Ulusal Parklar Kanunu’nun hususları hatırlatılan dilekçede, “Doğa Müdafaa ve Ulusal Parklar Genel Müdürü olan Yusuf Kandazoğlu’nun bu kanun kararından haberdar olmaması ve kanun kararının ihlal edildiğini bilmemesi, hayatın olağan akışına nazaran de mümkün değildir. Münasebetiyle da yapılan bu tabiat katliamına sessiz kalınması, katliamın onaylanması ile direkt alakalı olan Yusuf Kandazoğlu’nun birtakım palavra münasebetler sunularak aklanmaya çalışılması açıkça hukuka ve hakkaniyete aykırıdır” denildi.
İzmir Bölge Yönetim Mahkemesi’ne verilen itiraz dilekçesinin akabinde Av. Tacettin Çolak açıklama yaptı. Türkiye’de etrafa yönelik her türlü suistimale karşı gayret ettiklerini anlatan Çolak şunları söyledi:
“BAKANLIK BİLİNMEYEN YAZI GÖNDERDİ”
“Geçtiğimiz yıl Türkiye’nin ve Dünya’nın gündeminde yer alan Kaz Dağları’ndaki 300 bin civarındaki orman katliamına karşı ve Kaz Dağları Ulusal Parkı’nın Alamos Gold Şirketi’ne peşkeş çekilmesine, siyanür liçi yoluyla altın aramak suretiyle bu şirkete peşkeş çekilmesine karşı da yeniden uğraşımızı yürütmüştük.
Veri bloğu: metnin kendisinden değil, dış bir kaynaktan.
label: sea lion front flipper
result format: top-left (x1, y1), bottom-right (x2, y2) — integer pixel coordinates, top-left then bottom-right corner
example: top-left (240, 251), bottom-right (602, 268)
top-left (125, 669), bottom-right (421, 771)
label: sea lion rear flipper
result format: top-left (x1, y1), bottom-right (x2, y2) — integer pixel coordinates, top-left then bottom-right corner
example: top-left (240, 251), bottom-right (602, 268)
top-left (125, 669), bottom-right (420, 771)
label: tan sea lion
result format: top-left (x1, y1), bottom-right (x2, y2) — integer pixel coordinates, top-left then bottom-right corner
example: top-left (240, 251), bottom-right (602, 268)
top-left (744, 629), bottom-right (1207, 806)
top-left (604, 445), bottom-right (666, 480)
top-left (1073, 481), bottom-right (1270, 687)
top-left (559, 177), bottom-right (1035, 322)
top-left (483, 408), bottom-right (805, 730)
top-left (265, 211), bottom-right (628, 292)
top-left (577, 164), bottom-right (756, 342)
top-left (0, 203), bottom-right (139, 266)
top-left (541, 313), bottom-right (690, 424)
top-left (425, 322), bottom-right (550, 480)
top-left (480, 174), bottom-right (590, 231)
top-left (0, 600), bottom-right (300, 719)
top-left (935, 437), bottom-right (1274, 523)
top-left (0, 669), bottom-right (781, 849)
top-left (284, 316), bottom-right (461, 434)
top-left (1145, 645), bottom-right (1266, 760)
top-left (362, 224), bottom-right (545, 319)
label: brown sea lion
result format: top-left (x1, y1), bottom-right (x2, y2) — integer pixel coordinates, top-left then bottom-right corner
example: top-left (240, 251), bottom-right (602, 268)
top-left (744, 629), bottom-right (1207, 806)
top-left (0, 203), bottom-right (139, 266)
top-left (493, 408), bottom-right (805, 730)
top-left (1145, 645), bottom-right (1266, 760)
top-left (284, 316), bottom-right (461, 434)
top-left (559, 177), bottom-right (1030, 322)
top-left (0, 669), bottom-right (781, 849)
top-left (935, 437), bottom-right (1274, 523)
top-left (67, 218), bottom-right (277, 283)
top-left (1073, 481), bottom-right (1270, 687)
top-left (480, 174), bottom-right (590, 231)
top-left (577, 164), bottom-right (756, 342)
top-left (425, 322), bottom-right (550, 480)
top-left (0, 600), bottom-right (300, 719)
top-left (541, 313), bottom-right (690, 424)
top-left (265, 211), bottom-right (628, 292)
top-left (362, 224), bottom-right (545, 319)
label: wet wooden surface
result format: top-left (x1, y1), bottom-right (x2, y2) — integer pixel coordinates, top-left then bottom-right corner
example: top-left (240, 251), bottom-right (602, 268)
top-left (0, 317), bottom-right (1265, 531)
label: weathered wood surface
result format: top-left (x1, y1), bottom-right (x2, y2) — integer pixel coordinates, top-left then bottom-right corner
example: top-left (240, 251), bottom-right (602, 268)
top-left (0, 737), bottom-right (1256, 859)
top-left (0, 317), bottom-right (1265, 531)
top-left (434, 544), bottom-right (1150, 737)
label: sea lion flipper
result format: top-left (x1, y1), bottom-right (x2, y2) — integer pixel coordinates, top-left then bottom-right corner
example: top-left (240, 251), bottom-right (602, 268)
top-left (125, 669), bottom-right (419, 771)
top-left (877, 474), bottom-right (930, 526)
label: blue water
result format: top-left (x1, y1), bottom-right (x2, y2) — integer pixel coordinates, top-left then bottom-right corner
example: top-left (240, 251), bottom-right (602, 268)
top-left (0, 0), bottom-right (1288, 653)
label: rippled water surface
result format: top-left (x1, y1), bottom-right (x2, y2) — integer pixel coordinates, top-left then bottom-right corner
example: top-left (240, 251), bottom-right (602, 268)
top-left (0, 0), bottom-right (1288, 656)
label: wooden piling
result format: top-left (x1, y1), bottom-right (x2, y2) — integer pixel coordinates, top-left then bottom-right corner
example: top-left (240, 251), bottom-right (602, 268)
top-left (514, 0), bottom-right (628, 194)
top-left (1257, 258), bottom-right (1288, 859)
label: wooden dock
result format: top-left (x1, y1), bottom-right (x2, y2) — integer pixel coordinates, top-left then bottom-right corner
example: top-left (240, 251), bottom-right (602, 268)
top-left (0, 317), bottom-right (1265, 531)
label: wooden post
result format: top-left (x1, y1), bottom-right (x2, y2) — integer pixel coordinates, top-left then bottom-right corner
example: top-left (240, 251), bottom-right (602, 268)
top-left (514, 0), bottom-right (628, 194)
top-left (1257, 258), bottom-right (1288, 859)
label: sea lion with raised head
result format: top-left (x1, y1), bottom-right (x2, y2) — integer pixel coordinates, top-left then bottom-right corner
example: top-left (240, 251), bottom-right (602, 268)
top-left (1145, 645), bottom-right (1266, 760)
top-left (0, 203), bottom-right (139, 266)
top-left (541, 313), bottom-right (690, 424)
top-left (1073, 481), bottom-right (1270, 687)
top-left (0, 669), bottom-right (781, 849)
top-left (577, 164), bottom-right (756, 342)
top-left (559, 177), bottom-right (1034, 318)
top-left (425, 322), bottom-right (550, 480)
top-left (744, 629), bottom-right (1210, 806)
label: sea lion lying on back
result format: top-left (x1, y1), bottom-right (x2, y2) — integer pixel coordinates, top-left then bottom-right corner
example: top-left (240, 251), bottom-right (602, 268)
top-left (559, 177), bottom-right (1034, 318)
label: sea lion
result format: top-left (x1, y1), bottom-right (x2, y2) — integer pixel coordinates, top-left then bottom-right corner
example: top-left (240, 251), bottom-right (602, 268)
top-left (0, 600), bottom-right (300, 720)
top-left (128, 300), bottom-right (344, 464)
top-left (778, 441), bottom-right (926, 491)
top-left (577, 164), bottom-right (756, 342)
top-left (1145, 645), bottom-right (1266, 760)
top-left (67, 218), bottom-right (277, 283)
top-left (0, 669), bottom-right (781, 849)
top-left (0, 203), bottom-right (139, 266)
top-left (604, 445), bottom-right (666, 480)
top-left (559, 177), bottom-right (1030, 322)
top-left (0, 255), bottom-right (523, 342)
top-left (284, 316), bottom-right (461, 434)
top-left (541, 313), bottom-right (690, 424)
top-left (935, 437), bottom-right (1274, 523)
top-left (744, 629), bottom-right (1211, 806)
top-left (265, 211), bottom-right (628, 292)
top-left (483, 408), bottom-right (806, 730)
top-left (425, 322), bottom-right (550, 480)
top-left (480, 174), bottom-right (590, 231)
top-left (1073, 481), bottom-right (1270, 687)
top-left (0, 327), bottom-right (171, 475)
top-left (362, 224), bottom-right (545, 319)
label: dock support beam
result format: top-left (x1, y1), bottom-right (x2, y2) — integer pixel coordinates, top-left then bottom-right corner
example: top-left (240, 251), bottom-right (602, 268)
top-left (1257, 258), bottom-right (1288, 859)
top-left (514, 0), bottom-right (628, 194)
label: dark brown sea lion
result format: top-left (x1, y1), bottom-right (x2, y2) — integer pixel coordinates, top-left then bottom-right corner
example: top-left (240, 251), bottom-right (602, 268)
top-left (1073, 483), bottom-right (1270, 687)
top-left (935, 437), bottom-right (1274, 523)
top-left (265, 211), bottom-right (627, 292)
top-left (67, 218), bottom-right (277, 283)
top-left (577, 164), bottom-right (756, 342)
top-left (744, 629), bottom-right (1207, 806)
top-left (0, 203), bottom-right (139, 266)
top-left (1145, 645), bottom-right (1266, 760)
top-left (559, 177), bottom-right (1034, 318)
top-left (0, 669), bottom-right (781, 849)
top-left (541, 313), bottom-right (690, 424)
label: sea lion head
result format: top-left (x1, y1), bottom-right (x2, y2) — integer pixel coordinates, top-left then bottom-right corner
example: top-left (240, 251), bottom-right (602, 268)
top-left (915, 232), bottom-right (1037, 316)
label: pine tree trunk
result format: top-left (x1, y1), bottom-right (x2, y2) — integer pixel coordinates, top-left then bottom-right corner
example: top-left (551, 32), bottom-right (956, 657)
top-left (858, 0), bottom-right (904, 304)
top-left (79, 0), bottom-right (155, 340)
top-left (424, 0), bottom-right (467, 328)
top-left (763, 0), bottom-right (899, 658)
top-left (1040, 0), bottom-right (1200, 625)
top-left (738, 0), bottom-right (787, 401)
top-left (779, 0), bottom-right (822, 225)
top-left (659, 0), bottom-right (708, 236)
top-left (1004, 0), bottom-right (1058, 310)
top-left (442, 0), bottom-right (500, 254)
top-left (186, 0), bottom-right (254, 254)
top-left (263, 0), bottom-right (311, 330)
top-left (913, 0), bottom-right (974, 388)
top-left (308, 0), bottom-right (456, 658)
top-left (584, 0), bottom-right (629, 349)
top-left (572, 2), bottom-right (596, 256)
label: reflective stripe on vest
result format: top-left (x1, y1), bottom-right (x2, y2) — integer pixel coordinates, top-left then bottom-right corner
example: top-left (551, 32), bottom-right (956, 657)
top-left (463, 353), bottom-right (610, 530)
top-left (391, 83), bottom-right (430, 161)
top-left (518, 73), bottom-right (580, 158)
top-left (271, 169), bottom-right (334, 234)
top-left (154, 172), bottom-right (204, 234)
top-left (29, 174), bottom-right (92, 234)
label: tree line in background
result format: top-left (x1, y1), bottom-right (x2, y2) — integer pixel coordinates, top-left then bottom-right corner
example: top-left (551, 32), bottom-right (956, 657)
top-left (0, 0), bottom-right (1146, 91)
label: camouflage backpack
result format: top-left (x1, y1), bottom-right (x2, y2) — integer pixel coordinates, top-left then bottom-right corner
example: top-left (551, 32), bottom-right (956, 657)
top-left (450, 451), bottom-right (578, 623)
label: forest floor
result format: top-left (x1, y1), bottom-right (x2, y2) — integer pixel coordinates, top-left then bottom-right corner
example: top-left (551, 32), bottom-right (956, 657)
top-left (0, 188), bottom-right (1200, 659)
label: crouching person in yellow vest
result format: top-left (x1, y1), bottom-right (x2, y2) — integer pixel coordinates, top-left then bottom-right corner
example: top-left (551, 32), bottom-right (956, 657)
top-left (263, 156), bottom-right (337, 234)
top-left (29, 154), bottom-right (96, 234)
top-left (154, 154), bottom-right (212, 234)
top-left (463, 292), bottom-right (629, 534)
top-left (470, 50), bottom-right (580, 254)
Kaz Dağları’nda fiili nöbet aksiyonunda şahsen yer alan Halkın Kurtuluş Partisi tüzel manada da Çanakkale Cumhuriyet Savcılığı’na cürüm duyurusunda bulunmuştu. Bu cürüm duyurumuzla ilgili Cumhuriyet Savcılığı tarafından şu ana kadar bize gönderilen bir sonuç kelam konusu değildir. Lakin geçtiğimiz günlerde Tarım ve Orman Bakanlığı cürüm duyurumuzda kuşkulu olarak yer alan o periyot Ulusal Parklar Genel Müdürü olan Yusuf Kandazoğlu hakkında soruşturma müsaadesi vermediğine dair bâtın yazı gönderdi. Neresi bâtın ise bu işin onu da anlayamadık. Bu zımnî yazıda açıkçası Devletin Orman Bakanı hem mevzuatı tanım ediyor, yürürlükteki olan mevzuat yürürlükte değilmiş üzere palavra söylüyor hem de bizim hata duyurusu dilekçemizde şahsen kendisi de kuşkulu olan Orman Bakanı kararı ile öteki Ulusal Parklar Genel Müdürü hakkında soruşturma müsaadesi verilmemesini bize bildiriyor.”
“BAKANLIK AÇIKÇA PALAVRA SÖYLEMEKTEDİR”
Tarım ve Orman Bakanı Bekir Pakdemirli’nin ulusal park konusunda açıkça palavra bilgi verdiğini tez eden Av. Tacedettin Çolak, şunları söz etti:
“Anayasa’nın 125’nci hususuna nazaran yönetimin tüm aksiyon ve süreçleri yargı kontrolüne natüreldir. Birebir vakitte cürüm duyurumuzda belirttiğimiz üzere Temel Ulusal Faydalara Karşı Faaliyet Bulunma halinde Türk Ceza Kanunu’nun 305’inci unsuruna muhalif hareketleri de vardı bu şüphelilerin. Misyonu berbata kullanmak, irtikâp, Orman ve Etraf Ulusal Parklar Kanunu’na muhalefet formunda de kabahat duyurumuzda ihlal edilen unsurlar kelam konusuydu. Orman Bakanlığı hiç bu mevzulara girmeden yalnızca Kaz Dağları’nın Ulusal Park statüsünden çıkartıldığı formunda 1993 yılında bir Bakanlar Konseyi kararından bahsediyor. Halbuki biz araştırıyoruz. 18 Ağustos 1997 tarihinde 23084 sayılı Resmi Gazete’de Kaz Dağları’nın Ulusal Park ilan edildiğine dair Bakanlar Kurulu’nun kararı var. Münasebetiyle Orman Bakanlığı açıkça palavra söylemektedir ve hatalıyı kayırmaktadır. Kendi de Kaz Dağları tahribatında tıpkı kabahati işleyen Orman Bakanı halkımızın son derece net deyişiyle, “Bozacının Şahidi Şıracı” durumuna geçerek kendi yandaşını kurtarmak istemektedir.
Biz yapılan bu kanunsuzluğa da itiraz ettik. 11 Aralık 2020 tarihinde Orman Bakanlığı tarafından bize gönderilen soruşturmaya müsaade vermeme yazısına karşı İzmir Bölge Yönetim Mahkemesi’ne itiraz dilekçemizi verdik. Bu itiraz dilekçesinde aslında Orman Bakanlığı, Ulusal Parklar Kanunu’na, Tabiat Anıtları ve Anıtları Muhafaza Kanunu’na da ters süreç yapmıştır.”